Persistent mass storage, on the other hand, has significantly higher access latency and lower bandwidth compared to volatile memory. Mass storage is connected to the platform through an I/O controller (SCSI, SATA, PCI-Express, etc.), and can only be accessed through filesystem APIs, resulting in OS system calls. Persistent mass storage has much lower cost/bit and higher capacity compared to volatile memory.
Emerging “persistent memory” technologies blend the performance characteristics of volatile memory, with the cost, persistence, and capacity characteristics of mass storage. In particular, like mass storage, persistent memory is non-volatile. Persistent memory offers higher capacities compared to dynamic random access memory (DRAM) with a similar order of magnitude performance. Moreover, persistent memories are byte-addressable (as opposed to the page/block addressability of Flash memory), allowing them to be attached to the processor memory bus. As a result, using persistent memory, memory-intensive software can initialize faster, and save state information more quickly. Examples of persistent memory include Phase Change Memory (PCM), Phase Change Memory and Switch (PCMS), Memrister, and STT-RAM are examples of emerging persistent memory technologies.
With the emergence of persistent memory, new systems are being proposed where volatile and persistent memory are both part of the CPU addressable physical address space. In this scheme, volatile regions are managed by the operating system's virtual memory manager, and the persistent regions are managed separately from volatile memory through the operation system storage stack (i.e., the block driver and/or file system).

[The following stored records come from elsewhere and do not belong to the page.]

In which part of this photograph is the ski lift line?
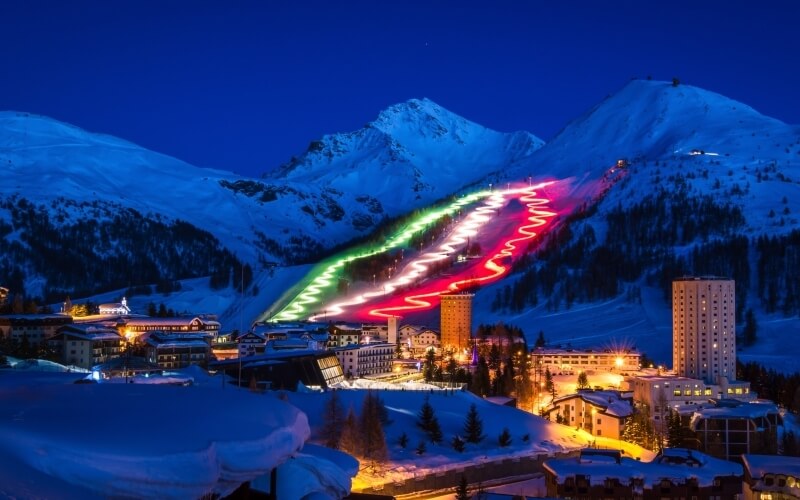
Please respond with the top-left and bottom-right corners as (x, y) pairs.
(271, 187), (502, 322)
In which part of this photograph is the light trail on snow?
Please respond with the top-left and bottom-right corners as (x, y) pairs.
(269, 189), (494, 322)
(304, 182), (557, 321)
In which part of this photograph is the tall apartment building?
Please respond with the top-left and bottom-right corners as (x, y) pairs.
(440, 293), (473, 350)
(672, 277), (736, 384)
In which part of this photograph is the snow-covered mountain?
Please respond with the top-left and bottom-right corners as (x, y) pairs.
(266, 98), (543, 214)
(0, 102), (539, 305)
(484, 79), (800, 369)
(509, 79), (800, 184)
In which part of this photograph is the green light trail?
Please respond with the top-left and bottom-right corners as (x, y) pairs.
(267, 189), (492, 322)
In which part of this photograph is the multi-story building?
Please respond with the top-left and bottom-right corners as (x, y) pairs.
(144, 331), (211, 369)
(439, 293), (473, 350)
(532, 346), (640, 375)
(409, 329), (440, 356)
(334, 343), (395, 379)
(544, 390), (633, 439)
(689, 400), (782, 461)
(673, 276), (736, 384)
(48, 324), (123, 369)
(543, 448), (743, 499)
(118, 315), (220, 339)
(0, 314), (73, 344)
(328, 323), (361, 348)
(742, 455), (800, 500)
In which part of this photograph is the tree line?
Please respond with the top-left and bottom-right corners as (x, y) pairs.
(0, 195), (243, 304)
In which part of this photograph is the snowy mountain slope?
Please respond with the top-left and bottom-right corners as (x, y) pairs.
(266, 98), (544, 214)
(478, 80), (800, 370)
(507, 79), (800, 187)
(0, 105), (541, 304)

With such a persistent-memory architecture, system software and applications can access the non-volatile storage using regular load/store instructions, without incurring the overheads of traditional storage stacks (file systems, block storage, I/O stack, etc.). However, stores to persistent memory impose new challenges for software to enforce and reason about the “persistence” of stores. Specifically, there are a number of intermediate volatile buffers between the processor core and persistent memory (e.g., write-back buffers, caches, fill-buffers, uncore/interconnect queues, memory controller write pending buffers, etc.), and a store operation is not persistent until the data has reached some power-fail safe point at the persistent memory controller.